В ту самую минуту, как Филипп почувствовал, что в его душе
зашевелились сомнения, он услыхал на лестнице шаги доктора Луи, верного
данному обещанию.
Андре вздрогнула: в ее положении любой пустяк мог ее взволновать.
- Кто там? - спросила она.
- Вероятно, доктор Луи, - отвечал Филипп.
Дверь распахнулась, и доктор, которого с таким беспокойством ожидал
Филипп, вошел в комнату.
Как мы уже говорили, это был один из почтенных и честных ученых, для
которых любая наука священна, и они с благоговением изучают все ее
тайны.
Доктор Луи был законченным материалистом, а по тем временам это было
большой редкостью. Он стремился под заболеванием тела разглядеть
душевный недуг; он брался за дело рьяно, нимало не беспокоясь о слухах и
не боясь препятствий; он ценил свое время - единственное достояние людей
труда - и потому бывал резок в разговоре с бездельниками и болтунами.
Вот почему он так грубо обошелся с Филиппом во время их первой
встречи: он принял его за одного из придворных щеголей, которые льстят
доктору, чтобы в ответ услышать от него комплименты по поводу их
любовных подвигов, и готовы с радостью платить за его молчание. Однако,
едва дело обернулось иначе, и вместо более или менее влюбленного фата
доктор увидел перед собой мрачное и грозное чело брата, едва на месте
обычной неприятности стало вырисовываться настоящее горе, практикующий
философ, сердечный человек взволновался и, услышав последние слова
Филиппа, доктор подумал:
"Я не только мог ошибиться, но и хотел бы, чтобы это было так".
Вот почему он пришел бы навестить Андре даже без настойчивых уговоров
Филиппа: он хотел провести более тщательное обследование, чтобы получить
подтверждение результатов первоначального осмотра.
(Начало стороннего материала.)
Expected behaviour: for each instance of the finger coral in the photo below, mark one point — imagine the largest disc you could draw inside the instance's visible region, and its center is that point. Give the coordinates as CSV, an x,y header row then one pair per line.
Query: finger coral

Едва войдя в апартаменты Андре, он из передней устремил на Андре
проницательный изучающий взгляд и потом все время не сводил с нее глаз.
Визит доктора, хотя в нем и не было ничего сверхъестественного,
взволновал Андре, и у нее начался один из тех приступов, которые так
испугали Филиппа; она покачнулась и с трудом поднесла к губам платок.
Филипп приветствовал доктора и ничего не заметил.
- Доктор! - говорил он. - Входите, прошу вас, и простите мне,
пожалуйста, мой резкий тон. Когда я час назад подошел к вам, я был
возбужден, зато теперь спокоен.
Доктор перевел взгляд с Андре на молодого человека, внимательно
изучая его улыбку и счастливое выражение лица.
- Вы побеседовали с вашей сестрой, как я вам советовал? - спросил он.
- Да, доктор.
- И вы успокоились?
- У меня с души свалился камень.
Доктор взял руку Андре и долго щупал пульс.